A Theoretical Study on Divalent Heavier Group 14 Complexes as Promising Donor Ligands for Building Uranium–Metal Bonds

The study of metal–metal bonds is one of the important challenges in organometallic chemistry and of great significance in applied and structural chemistry. We built a series of potential complexes (Cp­SiMe3)3­U-E­(NCH­Mes)2 (E = Si, Ge, Sn, Pb) by constructing two neutral fragments [(Cp­SiMe3)3­U] and [E­(NCH­Mes)2] and investigated their structures with scalar-relativistic theoretical calculations. U–E bonds possess highly polarized U–E interactions and also strong donor–​acceptor interactions according to the analyses of MO (molecular orbital), natural charge, QTAIM (quantum theory of atoms in molecules), and ELF (electron localization function).

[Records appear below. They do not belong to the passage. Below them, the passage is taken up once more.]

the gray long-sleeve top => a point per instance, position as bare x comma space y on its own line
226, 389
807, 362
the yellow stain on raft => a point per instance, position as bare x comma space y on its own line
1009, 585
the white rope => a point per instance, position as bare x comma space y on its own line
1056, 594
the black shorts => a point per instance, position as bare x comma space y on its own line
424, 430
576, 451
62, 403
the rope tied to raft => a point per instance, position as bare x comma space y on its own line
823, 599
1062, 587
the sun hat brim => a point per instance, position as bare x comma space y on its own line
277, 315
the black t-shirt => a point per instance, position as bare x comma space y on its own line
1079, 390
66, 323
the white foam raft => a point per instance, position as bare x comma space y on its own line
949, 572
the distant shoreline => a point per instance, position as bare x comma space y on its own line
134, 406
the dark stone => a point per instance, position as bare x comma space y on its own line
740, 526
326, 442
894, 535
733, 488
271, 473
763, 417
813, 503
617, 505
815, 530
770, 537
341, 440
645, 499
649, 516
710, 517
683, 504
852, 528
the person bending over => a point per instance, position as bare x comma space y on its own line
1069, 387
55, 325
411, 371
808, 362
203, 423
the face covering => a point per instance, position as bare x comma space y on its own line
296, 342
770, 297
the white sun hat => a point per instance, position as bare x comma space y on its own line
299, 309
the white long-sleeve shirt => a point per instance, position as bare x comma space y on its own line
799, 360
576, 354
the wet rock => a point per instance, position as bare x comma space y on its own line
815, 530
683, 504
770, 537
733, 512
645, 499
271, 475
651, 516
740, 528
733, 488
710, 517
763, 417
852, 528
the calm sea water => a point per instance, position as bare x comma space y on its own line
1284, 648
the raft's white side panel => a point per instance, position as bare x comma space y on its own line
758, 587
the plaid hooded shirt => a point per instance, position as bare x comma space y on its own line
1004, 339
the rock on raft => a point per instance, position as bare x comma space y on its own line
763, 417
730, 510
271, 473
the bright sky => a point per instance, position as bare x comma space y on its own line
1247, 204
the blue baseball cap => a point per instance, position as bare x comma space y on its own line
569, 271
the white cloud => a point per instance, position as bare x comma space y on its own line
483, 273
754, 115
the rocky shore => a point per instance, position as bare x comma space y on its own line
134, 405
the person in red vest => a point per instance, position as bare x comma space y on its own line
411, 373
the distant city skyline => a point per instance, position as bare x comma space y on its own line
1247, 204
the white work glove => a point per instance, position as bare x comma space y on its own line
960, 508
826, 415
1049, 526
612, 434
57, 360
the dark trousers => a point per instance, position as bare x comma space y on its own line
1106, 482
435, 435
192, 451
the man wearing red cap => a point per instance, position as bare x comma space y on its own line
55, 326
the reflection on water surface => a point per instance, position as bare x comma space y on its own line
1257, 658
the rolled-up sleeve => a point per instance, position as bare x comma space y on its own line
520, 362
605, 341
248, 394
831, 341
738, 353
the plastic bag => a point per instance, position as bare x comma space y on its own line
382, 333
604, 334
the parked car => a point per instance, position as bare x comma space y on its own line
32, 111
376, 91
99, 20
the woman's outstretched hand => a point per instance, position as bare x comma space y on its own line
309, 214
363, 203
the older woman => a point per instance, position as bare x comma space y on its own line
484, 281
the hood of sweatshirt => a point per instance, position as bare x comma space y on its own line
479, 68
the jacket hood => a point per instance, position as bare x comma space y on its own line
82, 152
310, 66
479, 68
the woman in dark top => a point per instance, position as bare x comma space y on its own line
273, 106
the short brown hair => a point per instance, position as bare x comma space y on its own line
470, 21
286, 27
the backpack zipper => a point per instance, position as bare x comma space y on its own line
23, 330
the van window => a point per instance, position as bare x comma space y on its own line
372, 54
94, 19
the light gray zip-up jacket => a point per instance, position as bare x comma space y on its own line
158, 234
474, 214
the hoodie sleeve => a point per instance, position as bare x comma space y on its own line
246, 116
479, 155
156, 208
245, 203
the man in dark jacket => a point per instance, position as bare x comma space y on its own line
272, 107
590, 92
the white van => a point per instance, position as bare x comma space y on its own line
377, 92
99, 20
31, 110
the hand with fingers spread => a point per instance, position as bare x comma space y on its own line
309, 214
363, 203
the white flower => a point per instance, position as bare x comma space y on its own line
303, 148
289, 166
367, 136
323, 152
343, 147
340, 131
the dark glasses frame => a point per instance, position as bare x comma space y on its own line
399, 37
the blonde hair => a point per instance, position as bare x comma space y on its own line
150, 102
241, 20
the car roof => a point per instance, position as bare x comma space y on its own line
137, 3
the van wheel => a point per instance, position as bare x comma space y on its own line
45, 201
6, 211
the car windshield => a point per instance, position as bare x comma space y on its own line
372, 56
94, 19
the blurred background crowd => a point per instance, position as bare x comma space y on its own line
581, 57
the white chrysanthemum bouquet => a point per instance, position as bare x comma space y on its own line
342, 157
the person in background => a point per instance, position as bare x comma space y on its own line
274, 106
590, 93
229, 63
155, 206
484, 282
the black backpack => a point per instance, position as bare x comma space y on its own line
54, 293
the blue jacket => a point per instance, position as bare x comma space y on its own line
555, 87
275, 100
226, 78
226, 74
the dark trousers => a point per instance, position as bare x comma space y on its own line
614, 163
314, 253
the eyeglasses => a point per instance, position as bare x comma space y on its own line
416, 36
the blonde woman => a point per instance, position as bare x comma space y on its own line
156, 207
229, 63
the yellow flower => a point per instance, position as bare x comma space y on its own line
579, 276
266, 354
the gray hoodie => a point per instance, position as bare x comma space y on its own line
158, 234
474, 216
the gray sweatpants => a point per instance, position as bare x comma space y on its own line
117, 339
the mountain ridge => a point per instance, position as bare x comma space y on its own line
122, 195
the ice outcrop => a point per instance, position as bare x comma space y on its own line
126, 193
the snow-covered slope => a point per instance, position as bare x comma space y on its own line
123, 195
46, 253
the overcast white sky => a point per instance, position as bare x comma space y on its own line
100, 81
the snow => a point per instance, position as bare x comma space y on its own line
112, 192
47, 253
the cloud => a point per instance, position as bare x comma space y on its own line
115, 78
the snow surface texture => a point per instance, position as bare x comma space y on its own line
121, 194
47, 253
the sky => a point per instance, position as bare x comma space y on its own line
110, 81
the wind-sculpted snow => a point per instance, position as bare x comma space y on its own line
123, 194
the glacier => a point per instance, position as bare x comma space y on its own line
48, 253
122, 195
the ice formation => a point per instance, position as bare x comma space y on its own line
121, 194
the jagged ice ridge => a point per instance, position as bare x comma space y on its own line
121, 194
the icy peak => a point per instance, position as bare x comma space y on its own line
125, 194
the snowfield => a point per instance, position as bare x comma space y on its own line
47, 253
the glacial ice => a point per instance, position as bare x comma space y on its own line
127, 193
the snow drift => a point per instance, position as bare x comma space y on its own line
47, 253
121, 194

Particularly, the four U–E bonds are mainly composed of U 6d orbitals and E ns orbital, which lead to the nature of donor–​acceptor interaction between U and E atoms. These bonds are significantly different from the general uranium–​transition-metal and uranium–​main-group bonds, Moreover, the U–E bond strengths in the (Cp­SiMe3)3­U-E­(NCH­Mes)2 complexes follow the trend of U–Si > U–Sn > U–Ge > U–Pb according to the results of bond orders and EDA (energy decomposed analysis). The binding energies suggest that the four (Cp­SiMe3)3­U-E­(NCH­Mes)2 complexes are thermodynamically accessible. This work indicates that the divalent heavier group 14 complexes are promising donor ligands for building unsupported uranium–​metal bonds.